5

We would like to identify from a simple search neighborhood and streets in various cities. We don't only use English but also various other Cyrillic languages. We need to be able to identify spelling mistakes of locations. When looking at python libraries, I found this one: http://polyglot.readthedocs.io/en/latest/NamedEntityRecognition.html

We tried to play around with it, but cannot find a way to extend the entity recognition database. How can that be done?
If not is there any other suggestion for a multi lingual nlp that can help spell check and also extract various entities matching a custom database?

Dory Zidon
  • 10,497
  • 2
  • 25
  • 39
  • From their documentation: `Polyglot requires a model for each task and language.
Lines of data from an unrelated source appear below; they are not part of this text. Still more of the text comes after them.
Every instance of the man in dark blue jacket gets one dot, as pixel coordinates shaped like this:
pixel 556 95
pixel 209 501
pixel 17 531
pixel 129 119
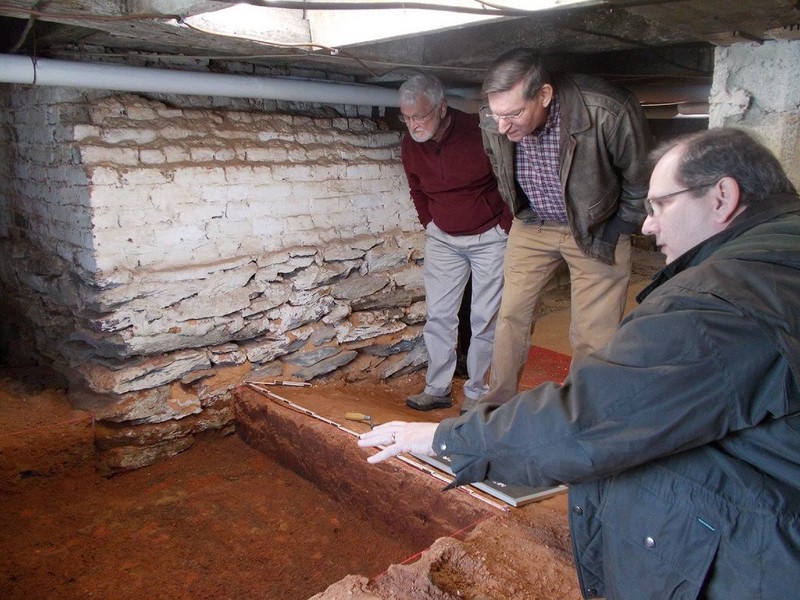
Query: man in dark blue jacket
pixel 680 439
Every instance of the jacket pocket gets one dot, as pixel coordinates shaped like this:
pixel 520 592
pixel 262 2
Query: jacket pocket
pixel 654 546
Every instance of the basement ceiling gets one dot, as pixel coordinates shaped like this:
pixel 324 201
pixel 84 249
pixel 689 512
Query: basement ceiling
pixel 662 49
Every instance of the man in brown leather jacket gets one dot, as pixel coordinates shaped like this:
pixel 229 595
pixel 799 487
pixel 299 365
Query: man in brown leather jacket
pixel 569 154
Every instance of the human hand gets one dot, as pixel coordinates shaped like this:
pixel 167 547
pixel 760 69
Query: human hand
pixel 397 437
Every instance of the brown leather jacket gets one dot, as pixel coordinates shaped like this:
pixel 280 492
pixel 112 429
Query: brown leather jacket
pixel 603 159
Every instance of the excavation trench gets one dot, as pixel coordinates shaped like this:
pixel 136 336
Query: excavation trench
pixel 282 509
pixel 407 502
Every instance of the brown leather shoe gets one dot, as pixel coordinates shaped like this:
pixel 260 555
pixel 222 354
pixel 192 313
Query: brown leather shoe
pixel 425 401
These models are essential for the library to function. ` Unfortunately, I don't see any reference information about training additional models. – Josep Valls Jun 26 '17 at 19:26
  • 1
    Exactly my issue, how can you train these models yourself... – Dory Zidon Jun 26 '17 at 22:42
  • 1
    - We offer training datasets for many languages that you could augment and new source of data you have. https://sites.google.com/site/rmyeid/projects/polylgot-ner - We offer the word embeddings to be used as features https://sites.google.com/site/rmyeid/projects/polyglot - If you need to train new models reproduce the work described over here: https://arxiv.org/abs/1410.3791 – aboSamoor Jun 27 '17 at 20:19

1 Answers1

1

Have a look at HuggingFace's pretrained models.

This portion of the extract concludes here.